Decoding Trump’s tariff pause
The US president’s flip-flop signals uncertainty that can’t be beneficial from any large economy’s perspective, including India
US President Donald Trump has paused his additional reciprocal tariffs on all countries except China, for now. China now faces 125% tariffs and everybody else will face 10% tariffs for the next 90 days, in which period they can hope to strike a trade deal with the US.

The sheer scale of this policy flip-flop, in which the world’s largest economy has swung from unleashing a global trade war to eventually launching a bilateral one with China, is unprecedented in modern economic history. When read with the fact that the now paused tariffs were based on US’s trade deficits with each country rather than a commodity specific or value chain analysis by the US only underlines the madness in the method being followed by the Trump administration.

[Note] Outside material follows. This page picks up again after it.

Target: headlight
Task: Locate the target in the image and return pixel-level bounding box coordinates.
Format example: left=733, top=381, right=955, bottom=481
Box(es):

Nobody knows what made Trump pause his tariffs. Was it the ongoing meltdown in equity and bond markets and backlash from friends on Wall Street? Was it the prospect of what Trump described as a general sense of anxiety among the people at large? Or was it, as Trump’s supporters like to describe his every action, a masterstroke to isolate China. None of these questions actually matter.
What matters is that Trump 2.0 has managed to unleash a kind of economic uncertainty on the global economic order which will have a crippling effect on long-term economic decisions not just in financial markets but also the real economy. Tariffs can be imposed and revoked within a week, but supply chains take years to build and decades to develop. Also, given the importance of Chinese economy in global value chains, even a US-China trade war with each side reciprocating the other’s aggression is bound to inflict significant pain on the world.
Indian equity markets will hopefully recover large part of their losses given Trump’s roll back. The Indian government has been expressing confidence that it can reach an amicable trade deal with the US. These upsides notwithstanding, the uncertainty which Trump has triggered cannot be beneficial from any large economy’s (India included) perspective. There is very little any country can do to change this as long Trump has the democratic mandate.
The economic climate going forward is going to be extremely turbulent. It will require extreme caution in policymaking and business decisions. This is bound to extract a cost from the entire world.